How These Pet Creators Took Their Communities Offline 🐶

Corgi creators launch a 3-day Chonk Fest

Good morning. Remember the mobile puzzle game Cut the Rope? You can now play that and 74 other games directly in the YouTube app (for free). Live sports, Emmy nomination bids, and now this—YouTube really is eating the world.

Corgi Creators Launch a 3-Day Event

(From left) Hammy the Corgi, Chris Equale, Maxine the Fluffy Corgi, and Bryan Reisberg host a dog meet-up with art installations, a DJ, food, and more / Maxine the Fluffy CorgiChonkfest

Bryan Reisberg, the creator behind the popular dog account Maxine the Fluffy Corgi and pet gear brand Little Chonk, will host a three-day dog event called Chonk Fest with fellow creator Chris Equale of the corgi YouTube channel Hammy and Olivia starting June 14.

The why: Reisberg and Equale wanted to create another touch point for their communities.

“If there’s an opportunity to give back to the people who have helped us get where we are, it’s absolutely top of mind to do that,” Reisberg told us. “It’s a lot of work, it’s not like we’re making a lot of money on this. It’s all about making a future investment into where we think the pet industry is going.”

Their bet on where it’s going? More in-person events. 

  • “We want to get outside with our dogs, we want to have a new third place,” Reisberg said.

  • “We as pet parents are influencing the [pet] industry, the industry is reacting, and we want to be part of that reaction,” Reisberg added. 

  • Worth noting: Leisure pet spending is expected to grow 44% this year in the U.S.

The details: Reisberg and Equale spent a year planning event activities and scouting brand partners to help front the cost—eventually landing on dog-friendly beer garden and coffee chain BarkSocial and toy brand Squishmallows. Over 1,000 people have bought tickets for Chonk Fest, which start at $35/day. 

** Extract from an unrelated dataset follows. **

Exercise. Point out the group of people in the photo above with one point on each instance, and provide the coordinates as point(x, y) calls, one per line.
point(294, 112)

“Pretty much everything from content and product is so influenced by our audience, it’s why I'm in the DMs every day. So many decisions I've made have been because some stranger gave us a good idea,” Reisberg said.

Looking ahead: More creators are leaning into in-person events for communities large and small. 

“Events are about testing the waters,” Reisberg said. “If you want to understand if you can share products and services in an organic and authentic way to your audience, I think meeting customers where they are and hanging out with them is the best way to understand their needs.”

TikTok Launches ‘Comprehensive’ Analytics Platform

TikTok says the TikTok Studio’s in-app and web experience “will offer variations of available tools” / TikTok

Last week, TikTok launched a “comprehensive,” one-stop platform for creators to analyze accounts and content performance, per a company blog post.

The platform, called TikTok Studio, is accessible via desktop web browser (a standalone mobile app is available on the Google Play Store and a separate version is coming to Apple’s App Store in the coming weeks).

Zoom in: This first version of TikTok Studio looks similar to YouTube’s Studio platform.

  • The main dashboard counts common metrics such as video views, likes, and shares.

  • The “Monetization” tab breaks down earnings across TikTok’s various revenue streams like Live Gifting and Series.

  • Creators can also schedule uploads directly from the platform and manage and report comments.

One early review: There are still kinks to work out. “For some reason, when I post too much from PC my videos start getting flagged ‘ineligible for the For You page,’” a user posted on X.

Zoom out: TikTok is still rolling out new products and partnerships (such as sponsoring the Met Gala earlier this month) while fighting for survival in the U.S. Just yesterday, an appeals court fast-tracked the company’s lawsuit against the U.S. government, with oral arguments set to begin in September.

Inside This Editor’s Journey From Bangladesh to MrBeast

Skider (right) documents his ongoing journey to become an editor for MrBeast (left) / Skider

A recent video recommended by a member of our Discord community: “How MrBeast Changed My Life,” by aspiring filmmaker and editor Skider.

The video details: Skider recounts his desire to leave his home in Bangladesh to pursue higher-paying opportunities working for English-speaking creators elsewhere.

“I know people who are less talented than me, but because of where they’re located, they’re able to generate more money and get better clients,” Skider said.

Spoiler alert: By the end of the video, a stray LinkedIn post on April Fools’ Day leads to a series of job interviews with MrBeast’s team.

We’ll keep you posted on whether Skider lands the editor role.